A First Web Page

Web pages are written using the HyperText Markup Language (HTML). The language has been reformulated as XHTML (eXtensible HTML) as of W3C's 2000 recommendation. Essentially, the main difference between HTML 4.01 (the last official version of HTML) and XHTML is that the latter is an application of XML, and as such may be processed using standard XML tools. In most other respects, XHTML is identical to HTML 4.01, although documents must strictly conform to the rules of XML. All tags must be closed, for example, and tag names and attribute names are case sensitive (the approach used to ensure conformance in XHTML is to use only lower case identifiers). Having said that, we will start by using some generic HTML code to create a simple web page that should display correctly in any browser, and worry about standards later. Before you start, create a directory called "Web" on your hard drive (or on an external disk drive or flash drive). Then, using a text editing program such as MS Notepad, open a new text file and type in the following code, exactly as shown (note that the indentation has no effect on how the web page will be displayed. It simply highlights the structure of the document, and makes the code a bit easier to read):


<html>
  <head>
    <title>My First Web Page</title>
  </head>

  <body>
    Hello World!
  </body>
</html>


Save the file in the "Web" directory with the filename "index.html" (if using Notepad, be sure to set the "Save as type:" box to "All files", or the file will be saved with the default ".txt" extension used by Notepad). Note that it is standard practice to use lower case characters only for HTML or XHTML file names. Note also that if a web server receives an incoming HTTP request that contains only the server's domain name (e.g. "www.technologyuk.net"), most web server applications look by default for a document called "index.html" in the root directory of the web server, and will return that document to the client browser if found (MS Windows-based servers are the exception to this rule, as they use default document names such as "default.htm", "default.asp" or "default.aspx"). Open a web browser, and use the browser's File menu to navigate to the "Web" directory and open the file "index.html". The result should be a web page that looks something like the illustration below.
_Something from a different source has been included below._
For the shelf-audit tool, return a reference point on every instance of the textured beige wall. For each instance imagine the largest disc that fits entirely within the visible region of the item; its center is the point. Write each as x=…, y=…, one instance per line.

The browser output for a basic 'Hello World!' HTML document

The browser output for a basic "Hello World!" HTML document


This admittedly not particularly inspiring web page contains the main structural elements found in all web pages. The elements that define the structure and content of a web page are called tags. A tag consists of the name of the tag enclosed within angle brackets (e.g. <tagname>). Each tag may optionally contain one or more attributes. An attribute is identified by its attribute name, which is followed an equals sign (=), and a value enclosed within quotes (""). Note that paired tags consist of an opening tag and a closing tag. The closing tag is identified by a solidus (forward slash) immediately following the opening angle bracket. A typical tag set might appear as follows:


<tag_name attr_name1="value1", attr_name2="value2", . . . >
  ... something goes here ...
</tag_name>


The <html> . . . </html> tag set encloses the entire contents of the document, and its main purpose is to inform the browser that this is HTML code. The document is subdivided into a head section (enclosed within the <head> . . . </head> tag set) and a body section (enclosed within the <body> . . . </body> tag set). The head of the document usually contains the <title> . . . </title> tag set as a minimum, and may contain other data, such as links to external style sheets or script files, and metadata (information that describes the contents of the document). None of the information in the head section of the document is actually displayed in the main browser window, although it may indirectly affect the way in which the information appearing in the main browser window is displayed in some way. The <title> . . . </title> tag set encloses a text string that is displayed in the browser's title bar when the document is loaded. The <body> . . . </body> tag set encloses the visible content of the document, i.e. the information that will be displayed within the main browser window. The text "Hello World!" is simply displayed in the top left-hand corner of the main browser window, in the default font for the browser (we have not yet applied any markup to this text).